Each mouthguard segment was transferred to a 50 mL tube (Greiner Bio-OneTM CELLSTARTM, Landsmeer, The Netherlands) and 10 mL acetonitrile 70% (ACN) (Biosolve, Valkeswaard, The Netherlands) was added. The tubes were placed onto a rolling plate. After constant rolling for 1 h, the mouthguard segments were removed and the tubes were placed overnight in a rotational vacuum concentrator (Christ RVC 2-25CD plus, Osterode am Harz, Germany) to evaporate the ACN. The remaining protein pellet was dissolved in sample buffer (NuPAGETM, Thermo Fisher Scientific, Waltham, MA, USA) according to the standard protocols of the manufacturer. Sodium dodecyl sulfate polyacrylamide gel electrophoresis (SDS-PAGE) was performed on 4–12% Bis-Tris plus gels (NuPAGETM, Thermo Fisher Scientific, Waltham, MA, USA) and executed according to manufacturer protocols with MES buffer (Thermo Fisher Scientific, Waltham, MA, USA). As a molecular weight marker, Novex pre-stained protein standard was used (Thermo Fisher Scientific, Waltham, MA, USA). After this, the gel was rinsed with distillated water, and stained with SimpleBlue SafeStain (Thermo Fisher Scientific, Waltham, MA, USA) to visualize the presenting protein bands.

2.3. Western Blotting

The stained 4–12% Bis-Tris plus gels containing separated proteins were first de-stained in 20% Methanol solution. After decolorization, the gels were rinsed in Demi water and transferred to nitrocellulose membranes by semi-dry blotting (Iblot Invitrogen, Thermo Fisher Scientific) according to the manufacturer’s protocol. Mouse monoclonal antibody and human amylase at a 1:1000 dilution (sc-166349, Santa Cruz biotechnology, Dallas, TX, USA) and rabbit polyclonal antibody to human lysozyme at a 1:500 dilution (A099, Dako, Glostrup, Denmark) were used as primary antibodies, while goat anti-rabbit alkaline phosphatase (Thermo Fisher Scientific, Waltham, MA, USA) and rabbit anti-mice alkaline phosphatase (Dako, Glostrup, Denmark) conjugates at 1:1000 dilution were used as secondary antibodies. For visual detection of these antibodies, the membranes were stained with SigmaFast BCIP/NBT (Sigma Aldrich, Milwaukee, WI, USA).

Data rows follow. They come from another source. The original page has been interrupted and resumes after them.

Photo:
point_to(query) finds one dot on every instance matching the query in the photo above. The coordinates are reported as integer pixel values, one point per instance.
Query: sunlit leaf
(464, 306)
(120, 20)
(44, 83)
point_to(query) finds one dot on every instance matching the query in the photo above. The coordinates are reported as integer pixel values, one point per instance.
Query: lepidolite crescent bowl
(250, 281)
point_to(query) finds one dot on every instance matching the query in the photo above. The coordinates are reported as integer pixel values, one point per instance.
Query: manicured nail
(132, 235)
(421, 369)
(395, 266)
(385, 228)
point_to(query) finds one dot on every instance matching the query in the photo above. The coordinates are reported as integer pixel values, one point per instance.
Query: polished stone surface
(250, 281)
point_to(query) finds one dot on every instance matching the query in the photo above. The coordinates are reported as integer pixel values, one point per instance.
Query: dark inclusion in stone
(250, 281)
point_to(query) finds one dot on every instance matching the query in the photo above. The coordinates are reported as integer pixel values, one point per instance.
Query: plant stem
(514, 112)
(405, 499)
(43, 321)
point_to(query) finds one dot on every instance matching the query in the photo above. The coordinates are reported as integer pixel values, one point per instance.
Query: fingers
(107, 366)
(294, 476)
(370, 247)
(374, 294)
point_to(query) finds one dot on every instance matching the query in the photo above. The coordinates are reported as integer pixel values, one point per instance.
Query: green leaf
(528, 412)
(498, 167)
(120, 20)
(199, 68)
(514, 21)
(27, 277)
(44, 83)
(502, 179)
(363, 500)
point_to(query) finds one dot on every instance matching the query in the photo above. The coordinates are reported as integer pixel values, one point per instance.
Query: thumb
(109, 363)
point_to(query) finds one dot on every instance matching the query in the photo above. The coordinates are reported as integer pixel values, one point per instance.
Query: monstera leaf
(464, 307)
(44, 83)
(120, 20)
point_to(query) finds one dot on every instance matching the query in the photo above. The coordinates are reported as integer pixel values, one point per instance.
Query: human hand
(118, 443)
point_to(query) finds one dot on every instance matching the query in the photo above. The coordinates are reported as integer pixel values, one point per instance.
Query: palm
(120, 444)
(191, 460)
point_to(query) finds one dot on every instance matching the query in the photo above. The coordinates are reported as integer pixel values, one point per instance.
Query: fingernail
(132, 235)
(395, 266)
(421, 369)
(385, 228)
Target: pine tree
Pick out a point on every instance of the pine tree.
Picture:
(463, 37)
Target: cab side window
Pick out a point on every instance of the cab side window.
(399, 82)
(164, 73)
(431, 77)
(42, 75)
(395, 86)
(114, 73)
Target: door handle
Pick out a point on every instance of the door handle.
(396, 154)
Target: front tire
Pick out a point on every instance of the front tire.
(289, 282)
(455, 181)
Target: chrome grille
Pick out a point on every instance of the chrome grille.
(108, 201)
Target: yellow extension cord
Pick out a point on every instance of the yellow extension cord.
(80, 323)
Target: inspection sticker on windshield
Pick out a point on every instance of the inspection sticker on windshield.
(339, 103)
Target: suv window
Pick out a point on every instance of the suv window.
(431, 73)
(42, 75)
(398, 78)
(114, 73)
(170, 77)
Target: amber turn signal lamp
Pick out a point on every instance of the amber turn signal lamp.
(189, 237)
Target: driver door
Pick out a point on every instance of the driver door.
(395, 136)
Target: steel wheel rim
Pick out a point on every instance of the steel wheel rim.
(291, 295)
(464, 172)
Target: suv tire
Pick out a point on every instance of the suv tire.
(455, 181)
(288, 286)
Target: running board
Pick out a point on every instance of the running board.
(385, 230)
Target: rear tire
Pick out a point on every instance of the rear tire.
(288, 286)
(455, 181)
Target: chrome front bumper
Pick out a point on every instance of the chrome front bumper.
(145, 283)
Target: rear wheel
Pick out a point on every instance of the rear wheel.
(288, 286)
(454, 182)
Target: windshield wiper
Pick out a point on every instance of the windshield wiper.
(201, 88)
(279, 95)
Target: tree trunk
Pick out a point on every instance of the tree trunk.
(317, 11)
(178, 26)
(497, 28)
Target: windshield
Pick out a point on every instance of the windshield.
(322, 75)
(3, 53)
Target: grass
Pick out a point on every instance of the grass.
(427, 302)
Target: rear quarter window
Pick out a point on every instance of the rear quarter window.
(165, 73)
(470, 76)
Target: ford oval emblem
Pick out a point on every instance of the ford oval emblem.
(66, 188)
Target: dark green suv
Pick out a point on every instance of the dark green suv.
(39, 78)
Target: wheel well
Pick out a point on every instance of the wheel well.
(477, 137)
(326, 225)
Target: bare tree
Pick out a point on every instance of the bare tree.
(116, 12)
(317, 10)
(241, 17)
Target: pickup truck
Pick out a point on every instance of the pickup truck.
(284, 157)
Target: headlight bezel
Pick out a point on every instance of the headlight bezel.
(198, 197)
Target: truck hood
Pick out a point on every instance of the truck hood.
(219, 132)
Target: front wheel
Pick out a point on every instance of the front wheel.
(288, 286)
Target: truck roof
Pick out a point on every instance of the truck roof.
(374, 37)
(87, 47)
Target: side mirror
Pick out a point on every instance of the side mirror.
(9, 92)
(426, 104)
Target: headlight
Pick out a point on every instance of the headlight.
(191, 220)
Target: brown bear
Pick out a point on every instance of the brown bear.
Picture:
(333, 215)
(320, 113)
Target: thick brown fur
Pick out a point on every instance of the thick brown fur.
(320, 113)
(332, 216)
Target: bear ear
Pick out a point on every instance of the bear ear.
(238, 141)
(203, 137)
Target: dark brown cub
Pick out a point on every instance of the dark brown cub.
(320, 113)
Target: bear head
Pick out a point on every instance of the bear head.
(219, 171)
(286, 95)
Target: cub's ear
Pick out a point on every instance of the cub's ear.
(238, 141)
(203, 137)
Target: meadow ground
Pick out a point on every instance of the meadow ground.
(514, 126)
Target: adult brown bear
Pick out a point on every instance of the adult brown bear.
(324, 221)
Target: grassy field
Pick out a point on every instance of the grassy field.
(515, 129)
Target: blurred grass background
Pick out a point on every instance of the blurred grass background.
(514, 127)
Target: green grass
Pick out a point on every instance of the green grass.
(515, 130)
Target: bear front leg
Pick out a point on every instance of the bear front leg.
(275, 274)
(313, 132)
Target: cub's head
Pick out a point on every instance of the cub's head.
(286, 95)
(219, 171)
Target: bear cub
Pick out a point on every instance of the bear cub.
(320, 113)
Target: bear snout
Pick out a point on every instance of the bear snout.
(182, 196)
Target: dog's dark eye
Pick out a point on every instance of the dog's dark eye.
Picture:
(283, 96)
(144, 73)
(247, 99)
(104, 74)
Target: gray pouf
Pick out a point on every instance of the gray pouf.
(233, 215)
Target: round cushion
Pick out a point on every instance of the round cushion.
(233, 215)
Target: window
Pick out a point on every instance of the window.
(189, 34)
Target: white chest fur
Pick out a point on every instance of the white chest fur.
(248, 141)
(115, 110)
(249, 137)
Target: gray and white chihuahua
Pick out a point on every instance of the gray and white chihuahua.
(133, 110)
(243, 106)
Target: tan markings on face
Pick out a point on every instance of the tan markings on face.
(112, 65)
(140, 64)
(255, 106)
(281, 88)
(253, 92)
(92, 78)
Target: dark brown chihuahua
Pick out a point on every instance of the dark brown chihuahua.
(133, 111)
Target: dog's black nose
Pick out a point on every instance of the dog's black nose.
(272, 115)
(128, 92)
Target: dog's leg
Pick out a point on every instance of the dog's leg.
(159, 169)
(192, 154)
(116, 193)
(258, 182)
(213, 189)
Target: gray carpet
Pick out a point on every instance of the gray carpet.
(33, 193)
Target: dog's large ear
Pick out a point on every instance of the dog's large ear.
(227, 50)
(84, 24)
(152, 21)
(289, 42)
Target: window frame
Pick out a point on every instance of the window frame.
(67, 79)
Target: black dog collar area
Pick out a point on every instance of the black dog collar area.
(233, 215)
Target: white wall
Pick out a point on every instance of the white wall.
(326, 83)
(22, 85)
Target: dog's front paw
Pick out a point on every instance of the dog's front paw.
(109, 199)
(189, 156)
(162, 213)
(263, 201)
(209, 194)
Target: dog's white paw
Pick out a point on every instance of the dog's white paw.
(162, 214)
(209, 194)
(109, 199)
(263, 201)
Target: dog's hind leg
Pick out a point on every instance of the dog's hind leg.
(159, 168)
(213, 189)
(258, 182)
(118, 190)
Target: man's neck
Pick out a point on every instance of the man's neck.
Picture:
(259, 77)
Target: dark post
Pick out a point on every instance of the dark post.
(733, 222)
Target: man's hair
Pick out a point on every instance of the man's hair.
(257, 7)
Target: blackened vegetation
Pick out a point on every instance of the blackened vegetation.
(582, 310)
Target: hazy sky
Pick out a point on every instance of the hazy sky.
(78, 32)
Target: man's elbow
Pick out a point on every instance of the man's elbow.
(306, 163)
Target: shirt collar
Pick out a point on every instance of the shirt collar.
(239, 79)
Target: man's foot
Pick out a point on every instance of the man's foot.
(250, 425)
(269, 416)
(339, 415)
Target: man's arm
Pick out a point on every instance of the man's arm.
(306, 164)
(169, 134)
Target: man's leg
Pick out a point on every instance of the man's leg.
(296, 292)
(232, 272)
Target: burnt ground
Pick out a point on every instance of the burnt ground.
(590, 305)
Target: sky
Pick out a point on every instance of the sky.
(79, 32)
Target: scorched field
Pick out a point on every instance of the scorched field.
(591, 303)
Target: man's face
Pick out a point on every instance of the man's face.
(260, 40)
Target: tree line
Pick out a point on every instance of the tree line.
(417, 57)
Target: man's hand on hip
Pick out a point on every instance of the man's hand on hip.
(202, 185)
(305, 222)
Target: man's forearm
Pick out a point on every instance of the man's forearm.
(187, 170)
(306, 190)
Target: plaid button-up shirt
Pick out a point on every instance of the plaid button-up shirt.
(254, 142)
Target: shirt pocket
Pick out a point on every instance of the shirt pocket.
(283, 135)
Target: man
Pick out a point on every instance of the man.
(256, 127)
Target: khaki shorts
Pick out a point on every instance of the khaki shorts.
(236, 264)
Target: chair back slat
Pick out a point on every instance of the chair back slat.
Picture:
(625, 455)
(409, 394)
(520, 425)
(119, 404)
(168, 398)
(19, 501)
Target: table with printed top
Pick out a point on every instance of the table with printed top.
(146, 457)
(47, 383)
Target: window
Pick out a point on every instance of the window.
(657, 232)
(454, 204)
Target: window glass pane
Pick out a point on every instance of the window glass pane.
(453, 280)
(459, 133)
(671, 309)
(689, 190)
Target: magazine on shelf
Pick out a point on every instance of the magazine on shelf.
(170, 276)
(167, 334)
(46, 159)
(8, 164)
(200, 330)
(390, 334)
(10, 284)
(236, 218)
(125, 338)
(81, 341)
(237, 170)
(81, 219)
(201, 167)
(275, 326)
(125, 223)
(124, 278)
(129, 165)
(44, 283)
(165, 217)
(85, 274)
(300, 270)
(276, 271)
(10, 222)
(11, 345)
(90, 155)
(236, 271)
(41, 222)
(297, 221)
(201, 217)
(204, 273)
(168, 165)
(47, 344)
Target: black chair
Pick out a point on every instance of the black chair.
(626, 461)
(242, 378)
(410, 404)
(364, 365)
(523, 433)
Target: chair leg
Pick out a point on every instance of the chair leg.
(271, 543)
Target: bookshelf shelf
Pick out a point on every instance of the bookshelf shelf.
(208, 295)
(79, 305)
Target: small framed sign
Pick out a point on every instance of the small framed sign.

2.4. Gel Analysis and Quantification

Graphpad Prism v9.1 (Graphpad Software Inc., Boston, MA, USA) was utilized to semi-quantify the imaged SDS-PAGE gels. A lane profile plot was generated from each individual sample, with peaks representing the present proteins. The area under each peak was used as a measure of protein quantity and expressed as Pixel Intensity (PI). The total PI of the pre-stained protein marker was used to normalize results from different SDS-PAGE gels. The person who performed these measurements was not aware of the experimental conditions of the individual samples to avoid to potential bias during this semi-quantification.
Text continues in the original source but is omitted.